Nein, leider. Das Problem besteht weiter. Es ist ja grundsätzlich auch sinnvoll, wenn Polizisten in Führungspositionen Einblick in mehrere Fachbereiche erhalten. Aber es gibt aus meiner Sicht Fachgebiete, da wäre es sinnvoll, Spezialisten zu halten. Nicht nur wegen der zeit- und kostenintensiven Ausbildung, sondern auch wegen dem angesprochenen Erfahrungswissen. Beim FBI etwa werden alle Ermittler eines Profiling-Teams aufgrund ihrer Spezialisierung wie Führungsfunktionen eingruppiert. Das zeigt den Stellenwert, den man dort dem Erfahrungswissen zuspricht.

Das Interview führte Andreas von Delhaes-Guenther

Serientäter

In Deutschland gilt der als „Todespfleger“ bekannte Niels H. mit bis zu 106 Opfern als mutmaßlich schlimmster Serienmörder.

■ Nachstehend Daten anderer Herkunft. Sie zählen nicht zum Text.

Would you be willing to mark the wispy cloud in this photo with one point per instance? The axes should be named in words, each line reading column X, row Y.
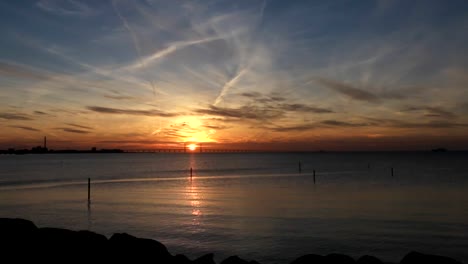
column 338, row 123
column 429, row 111
column 171, row 48
column 108, row 110
column 119, row 97
column 79, row 126
column 349, row 90
column 295, row 128
column 72, row 130
column 15, row 116
column 66, row 7
column 304, row 108
column 228, row 85
column 26, row 128
column 22, row 72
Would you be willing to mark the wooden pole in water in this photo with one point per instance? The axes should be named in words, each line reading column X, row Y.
column 89, row 190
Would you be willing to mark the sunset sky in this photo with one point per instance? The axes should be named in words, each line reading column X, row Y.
column 253, row 74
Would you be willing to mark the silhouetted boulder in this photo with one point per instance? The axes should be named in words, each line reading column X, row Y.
column 16, row 228
column 205, row 259
column 416, row 257
column 339, row 259
column 17, row 235
column 180, row 259
column 234, row 260
column 368, row 260
column 124, row 247
column 310, row 259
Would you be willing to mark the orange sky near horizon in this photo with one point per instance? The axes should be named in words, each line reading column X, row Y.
column 254, row 75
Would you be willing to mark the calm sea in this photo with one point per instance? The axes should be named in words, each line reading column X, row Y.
column 254, row 205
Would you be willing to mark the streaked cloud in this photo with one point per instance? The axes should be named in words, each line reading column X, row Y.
column 72, row 130
column 78, row 126
column 349, row 90
column 108, row 110
column 66, row 7
column 15, row 116
column 429, row 111
column 22, row 72
column 26, row 128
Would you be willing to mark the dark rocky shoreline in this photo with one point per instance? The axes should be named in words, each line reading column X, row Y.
column 22, row 241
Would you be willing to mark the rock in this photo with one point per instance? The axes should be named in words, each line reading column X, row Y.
column 56, row 245
column 205, row 259
column 416, row 257
column 366, row 259
column 234, row 260
column 310, row 259
column 17, row 235
column 124, row 247
column 339, row 259
column 180, row 259
column 16, row 226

Der durch den Film „Nachts, wenn der Teufel kam“ (mit Mario Adorf) bekannte Serienmörder Bruno Lüdtke (84 Opfer im Zeitraum 1924-1943) soll nach neuesten Recherchen nur ein Sündenbock der NS-Justiz gewesen sein. Zweifelhaft sind auch Berichte über zwei 1581 hingerichtete Serienmörder: Christman Gniperdoliga mit angeblich 964 und Peter Nirsch mit 520 Opfern. Andere Serienkiller wie Friedrich “Fritz” Haarmann („Werwolf von Hannover“, 27 Opfer von 1918 bis 1924) erlangten wesentlich größere Bekanntheit – etwa 1995 durch den Film „Der Totmacher“. Diesen Spitznamen trug eigentlich der Serienmörder Rudolf Pleil (25 Opfer). Die Medien waren bei Spitznamen kreativ, u.a.: Monster vom Niederrhein, Würger von Regensburg, Blaubart, Sandmann, Onkel Tick-Tack, Mittagsmörder, Bestie von Beelitz, Menschenfresser von Duisburg, Vampir von Düsseldorf, Ungeheuer vom Schwarzwald.